Годунов издалека завел речь с владыкой о споре стяжателей Иосифа Волоцкого и нестяжателей Нила Сорского (намекая, что того вместе с «еретиками жидовствующими» активно поддерживала великая княгиня Елена Волошанка с сыном, Дмитрием-внуком, за что те и поплатились), мол, свой выбор предлагало нестяжательское движение с его союзниками тогда и сейчас. Владыка горестно всплеснул руками и заметил в ответ на реплику царя, что, по сути, через всю эпоху исчезающих один за одним отравленных Рюриковичей прослеживается борьба двух этих групп. Помимо духовной, идейно-религиозной борьбы иосифлян и неиосифлян, велась политическая борьба за власть последователей Ивана Великого и Дмитрия-внука, попутно не исчезала схватка партий старомосковского боярства и «служилых князей», выходцев из Литвы. Именно эта борьба иосифлян и нестяжателей, их последователей-соратников из боярских партий определила характер исторического – церковного и хозяйственного – устройства и развития Московского государства.
– Попробовал бы ты, государь, пригласить Константинопольского патриарха в Москву с просьбой посодействовать устройству патриаршества на русской земле, если бы у духовной власти стояли нестяжатели, сторонники Нила Сорского?… Тот патриарх ехал сюда милостыню собирать от наших богатых церквей – стараниями святого Иосифа Волоцкого, – а при нестяжателях вместо богатств и убранства церквей была бы только вошь на аркане да фаворский свет изредка им чудился.

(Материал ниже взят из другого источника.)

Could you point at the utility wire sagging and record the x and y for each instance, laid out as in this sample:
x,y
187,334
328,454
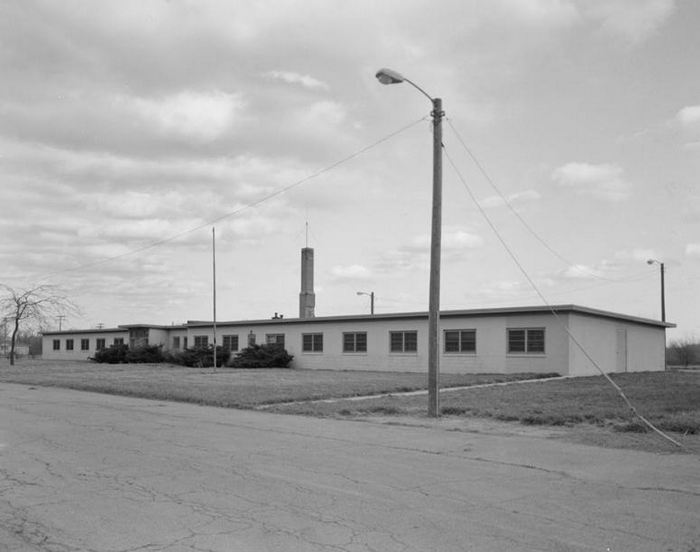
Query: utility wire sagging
x,y
564,326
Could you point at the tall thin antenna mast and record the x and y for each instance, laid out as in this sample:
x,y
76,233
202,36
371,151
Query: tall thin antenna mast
x,y
213,259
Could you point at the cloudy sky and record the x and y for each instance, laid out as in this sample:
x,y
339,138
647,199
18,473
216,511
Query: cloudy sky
x,y
129,129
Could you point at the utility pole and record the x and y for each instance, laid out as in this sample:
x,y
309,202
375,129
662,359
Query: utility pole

Посмотрел бы заморский патриарх на бедность церквей и монастырей при нестяжателях, да и отказал бы им в патриаршем престоле…

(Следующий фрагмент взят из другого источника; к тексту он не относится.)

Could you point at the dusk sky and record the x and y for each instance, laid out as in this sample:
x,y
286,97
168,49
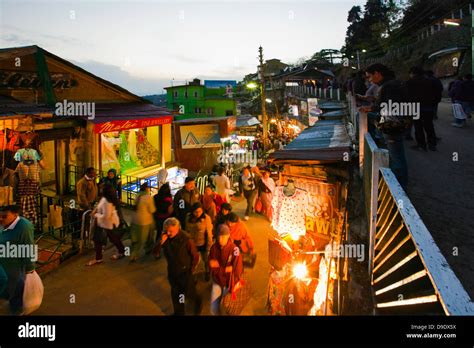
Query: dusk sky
x,y
143,45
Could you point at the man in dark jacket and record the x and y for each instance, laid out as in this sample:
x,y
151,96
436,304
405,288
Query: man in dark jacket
x,y
225,261
17,232
182,257
423,91
184,199
391,90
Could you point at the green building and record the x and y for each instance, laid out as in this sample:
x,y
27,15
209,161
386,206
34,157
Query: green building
x,y
194,100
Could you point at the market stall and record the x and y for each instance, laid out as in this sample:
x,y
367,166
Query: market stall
x,y
308,271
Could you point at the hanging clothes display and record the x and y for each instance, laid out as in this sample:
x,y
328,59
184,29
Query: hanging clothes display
x,y
27,156
289,211
30,139
109,156
125,156
147,154
28,189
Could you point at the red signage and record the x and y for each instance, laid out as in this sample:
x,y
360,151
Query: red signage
x,y
114,126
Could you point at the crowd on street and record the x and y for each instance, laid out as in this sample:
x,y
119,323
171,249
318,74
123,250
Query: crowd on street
x,y
186,229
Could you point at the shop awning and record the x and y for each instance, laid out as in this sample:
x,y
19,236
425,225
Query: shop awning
x,y
115,117
326,141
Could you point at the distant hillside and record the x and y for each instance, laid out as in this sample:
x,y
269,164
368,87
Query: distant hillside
x,y
156,99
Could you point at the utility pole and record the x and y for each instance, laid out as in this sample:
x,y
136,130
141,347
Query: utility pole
x,y
262,93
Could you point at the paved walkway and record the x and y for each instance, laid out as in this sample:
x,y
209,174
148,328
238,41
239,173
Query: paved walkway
x,y
442,190
121,288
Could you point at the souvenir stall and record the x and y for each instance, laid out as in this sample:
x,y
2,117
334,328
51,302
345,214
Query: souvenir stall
x,y
308,273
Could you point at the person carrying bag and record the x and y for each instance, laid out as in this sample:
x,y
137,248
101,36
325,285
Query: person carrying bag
x,y
108,220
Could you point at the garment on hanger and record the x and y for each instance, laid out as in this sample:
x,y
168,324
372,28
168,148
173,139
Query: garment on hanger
x,y
27,156
13,139
28,189
109,156
132,145
290,211
30,139
125,158
147,154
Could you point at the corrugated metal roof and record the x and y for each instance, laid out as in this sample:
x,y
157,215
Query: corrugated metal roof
x,y
326,141
12,107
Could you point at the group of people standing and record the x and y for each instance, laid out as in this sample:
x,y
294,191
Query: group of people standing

– А последователям Иосифа Волоцкого не отказал… Потому ты его и прославил, канонизировал… А Нила Сорского когда-нибудь канонизируют?

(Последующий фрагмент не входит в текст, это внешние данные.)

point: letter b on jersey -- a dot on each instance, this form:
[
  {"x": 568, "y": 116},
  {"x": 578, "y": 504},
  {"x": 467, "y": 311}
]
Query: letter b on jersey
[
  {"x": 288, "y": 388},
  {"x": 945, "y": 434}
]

– Вряд ли, – равнодушно ответил патриарх, – на местном уровне и сейчас его чтут как святого, но… Впрочем, слепой сказал: «Посмотрим». Кто знает, что на Руси случится… Царя Годунова и царя Федора всегда будут вспоминать добром за то, что те помогли установить патриаршество на Руси… Так ведь может другой царь найтись из победившей династии, что патриаршество это и отменит…
– Не может быть такого…
– Всяко было и всяко может быть… – без тени назидания произнес патриарх Иов. – …А с младенческими душами загубленными – Марии Старицкой, Феодосии, Иоганна – ты, государь, какой-то глубинный пласт сострадания затронул… Аж заболело все внутри… И сейчас болит невыносимо – за что?… Упокой их души, Марии, Феодосии, Иоганна, Господи… Прими еще раз от меня великие соболезнования, государь… Передай мои глубокие соболезнования царевне Ксении, великой рукодельнице, какой на Руси после княгини Ефросиньи Старицкой давно не было…

 

При вскрытии княжеских гробниц исследователями в середине 1990-х годов в костях отравленной по приказу Ивана Грозного пятилетней Марии Старицкой обнаружено убийственное содержание мышьяка и ртути: 8.1 мг и 0.11 мг, соответственно. В останках добивавшегося престола, а потом низложенного великого князя Дмитрия Юрьевича Шемяки, внука Дмитрия Донского, отравленного по приказу двоюродного брата Василия Темного, обнаружено мышьяка 0.21 мг на 100 г массы.
В Троице-Сергиевской лавре хранятся два вклада Ксении Годуновой в период ее сватовства с принцем Иоганном в 1602 году, два драгоценных шитья, по примеру основательницы русской школы лицевого шитья драгоценными нитями Ефросиньи Старицкой (отравленной по приказу своего племянника Ивана Грозного). В костях княгини Ефросиньи, которую отравители силой заставили выпить яд, было обнаружено рекордное количество мышьяка: 12.9 мг при содержании ртути 0.10 мг.